グアルディは、1735年から1743年にかけて都市景観画 (ヴェドゥータ) のミケーレ・マリエスキの下で修業を積み、1760年に兄のジャン・アントニオが死去すると、もっぱらヴェネツィアの景観画を描くようになった。彼は束の間、15歳年上であったカナレットを手本にし、カナレットの死後はヴェネツィアの景観画の後継者となった[3]。

グアルディは、1766年にジャンバッティスタ・ブルストロン (Giambattista Brustolon) が制作したエングレービングの連作やカナレットによる素描にもとづいて本作を制作した[2]。この画面に描かれている風景は、ヴェネツィアで最も親しまれているものであろう。中央には、黄色いドゥカーレ宮殿が見える。聖マルコと聖テオドーロの円柱が立つサン・マルコ広場のピアッツェッタ (piazzetta) が宮殿の左に広がっている。聖マルコは翼のあるライオンをアトリビュート (人物を特定する事物) とし、ヴェネツィアの守護聖人である。一方、聖テオドーロは、ヴェネツィアの最初の守護聖人であった。

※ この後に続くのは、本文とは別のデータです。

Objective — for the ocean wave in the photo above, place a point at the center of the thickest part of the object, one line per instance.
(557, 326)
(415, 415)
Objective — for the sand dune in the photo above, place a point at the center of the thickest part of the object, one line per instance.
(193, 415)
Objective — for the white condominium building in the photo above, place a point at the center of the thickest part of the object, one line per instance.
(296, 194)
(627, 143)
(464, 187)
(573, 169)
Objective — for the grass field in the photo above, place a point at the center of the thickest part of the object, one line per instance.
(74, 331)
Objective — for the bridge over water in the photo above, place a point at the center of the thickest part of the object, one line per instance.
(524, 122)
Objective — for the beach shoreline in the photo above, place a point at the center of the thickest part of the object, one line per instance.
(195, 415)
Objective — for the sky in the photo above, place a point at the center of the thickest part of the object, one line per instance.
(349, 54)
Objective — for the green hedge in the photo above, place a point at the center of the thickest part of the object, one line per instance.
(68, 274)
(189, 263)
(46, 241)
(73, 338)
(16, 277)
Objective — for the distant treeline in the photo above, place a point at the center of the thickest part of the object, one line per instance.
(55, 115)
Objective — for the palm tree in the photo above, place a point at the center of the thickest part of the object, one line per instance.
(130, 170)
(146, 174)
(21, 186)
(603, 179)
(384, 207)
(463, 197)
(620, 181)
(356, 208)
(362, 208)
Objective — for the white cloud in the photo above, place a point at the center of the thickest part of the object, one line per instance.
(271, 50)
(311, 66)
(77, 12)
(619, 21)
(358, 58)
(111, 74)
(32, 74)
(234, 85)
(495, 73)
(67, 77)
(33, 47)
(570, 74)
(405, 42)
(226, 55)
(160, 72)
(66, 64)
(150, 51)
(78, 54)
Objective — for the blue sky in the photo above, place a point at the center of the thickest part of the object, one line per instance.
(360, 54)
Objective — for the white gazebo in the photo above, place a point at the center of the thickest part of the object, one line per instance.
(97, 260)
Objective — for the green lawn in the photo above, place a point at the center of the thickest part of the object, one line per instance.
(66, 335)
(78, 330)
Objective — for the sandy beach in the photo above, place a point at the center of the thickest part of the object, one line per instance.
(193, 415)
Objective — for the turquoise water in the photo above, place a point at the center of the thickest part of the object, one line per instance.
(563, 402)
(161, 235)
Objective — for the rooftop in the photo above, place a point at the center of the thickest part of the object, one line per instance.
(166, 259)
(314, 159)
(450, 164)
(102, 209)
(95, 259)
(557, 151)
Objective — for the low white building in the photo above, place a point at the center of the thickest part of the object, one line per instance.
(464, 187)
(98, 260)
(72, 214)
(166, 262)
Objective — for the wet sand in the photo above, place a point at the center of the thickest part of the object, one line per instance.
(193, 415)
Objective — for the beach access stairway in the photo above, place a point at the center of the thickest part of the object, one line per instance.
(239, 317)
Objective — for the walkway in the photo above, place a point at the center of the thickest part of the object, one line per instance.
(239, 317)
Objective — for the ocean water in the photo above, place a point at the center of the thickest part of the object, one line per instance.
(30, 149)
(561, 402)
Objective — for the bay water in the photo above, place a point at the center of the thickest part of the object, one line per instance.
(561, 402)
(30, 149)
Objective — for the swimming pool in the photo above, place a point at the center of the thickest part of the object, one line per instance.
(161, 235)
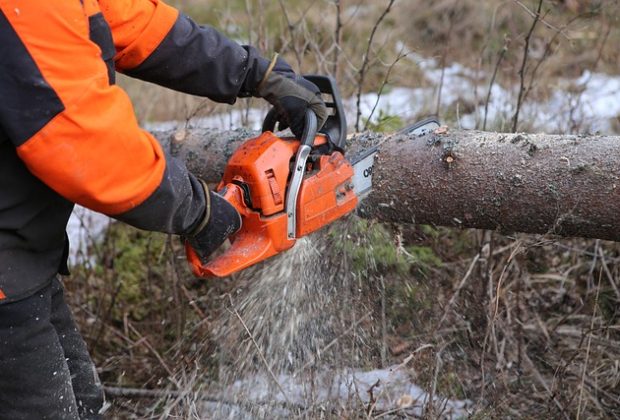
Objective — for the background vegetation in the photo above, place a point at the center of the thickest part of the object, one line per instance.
(523, 326)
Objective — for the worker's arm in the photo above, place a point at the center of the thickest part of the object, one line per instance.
(156, 43)
(76, 132)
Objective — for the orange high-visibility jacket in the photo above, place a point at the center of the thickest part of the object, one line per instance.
(69, 135)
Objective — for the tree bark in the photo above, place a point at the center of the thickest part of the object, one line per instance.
(536, 183)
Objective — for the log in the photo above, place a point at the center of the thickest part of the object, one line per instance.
(566, 185)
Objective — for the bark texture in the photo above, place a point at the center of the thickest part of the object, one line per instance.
(558, 184)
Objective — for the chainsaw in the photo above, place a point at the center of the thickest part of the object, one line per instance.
(286, 188)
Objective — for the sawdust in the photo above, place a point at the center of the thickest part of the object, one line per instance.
(301, 310)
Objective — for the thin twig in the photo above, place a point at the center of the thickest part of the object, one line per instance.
(500, 58)
(458, 289)
(589, 345)
(362, 71)
(260, 353)
(526, 51)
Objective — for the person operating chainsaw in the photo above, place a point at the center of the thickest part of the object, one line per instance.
(68, 135)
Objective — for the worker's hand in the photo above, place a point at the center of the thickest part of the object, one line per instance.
(220, 221)
(291, 95)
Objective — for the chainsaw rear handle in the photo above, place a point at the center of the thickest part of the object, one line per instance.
(310, 126)
(335, 127)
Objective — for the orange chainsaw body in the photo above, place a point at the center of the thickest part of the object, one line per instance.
(256, 180)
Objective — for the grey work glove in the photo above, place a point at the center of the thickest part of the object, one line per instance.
(291, 95)
(221, 219)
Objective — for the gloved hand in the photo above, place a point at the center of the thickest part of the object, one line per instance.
(291, 95)
(221, 220)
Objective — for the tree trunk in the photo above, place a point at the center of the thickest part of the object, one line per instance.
(535, 183)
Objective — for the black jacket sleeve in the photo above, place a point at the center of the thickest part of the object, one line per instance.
(201, 61)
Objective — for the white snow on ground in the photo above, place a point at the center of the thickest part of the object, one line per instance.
(84, 229)
(593, 100)
(392, 390)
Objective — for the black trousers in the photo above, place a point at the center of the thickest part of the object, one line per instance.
(45, 369)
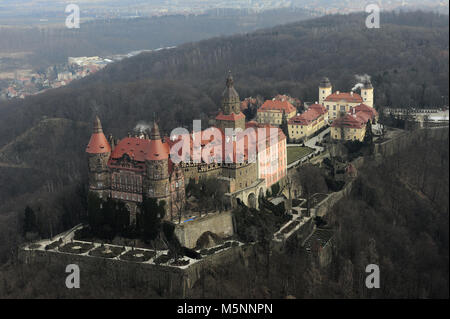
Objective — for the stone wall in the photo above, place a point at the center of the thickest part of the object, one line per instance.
(170, 282)
(219, 223)
(404, 139)
(325, 206)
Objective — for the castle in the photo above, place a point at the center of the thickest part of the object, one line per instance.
(142, 166)
(342, 102)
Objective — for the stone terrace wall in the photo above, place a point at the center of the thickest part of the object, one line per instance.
(172, 282)
(405, 139)
(220, 224)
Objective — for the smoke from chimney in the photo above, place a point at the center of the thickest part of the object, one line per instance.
(360, 79)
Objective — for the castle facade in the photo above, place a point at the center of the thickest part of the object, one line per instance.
(138, 167)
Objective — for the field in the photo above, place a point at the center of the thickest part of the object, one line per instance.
(297, 152)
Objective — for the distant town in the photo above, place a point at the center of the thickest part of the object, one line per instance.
(28, 82)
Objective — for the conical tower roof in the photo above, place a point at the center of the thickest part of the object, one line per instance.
(230, 97)
(325, 82)
(154, 132)
(98, 143)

背景には、サン・マルコ寺院の鐘楼とドームが見える[2]。
本作の真の主題は、サン・マルコ湾を往来する様々なゴンドラ と帆船である。グアルディは銀の舳先と船頭の白いシャツを描いているが、それが櫂や船舶の動きによって生まれるさざ波や泡の白色と共鳴しているのが魅力的である。なお、ニューヨークのメトロポリタン美術館には、本作より早い時期 (1765-1775年ごろ) の類似した構図の作品『サン・マルコ湾から望むヴェネツィア』が所蔵されている[3]。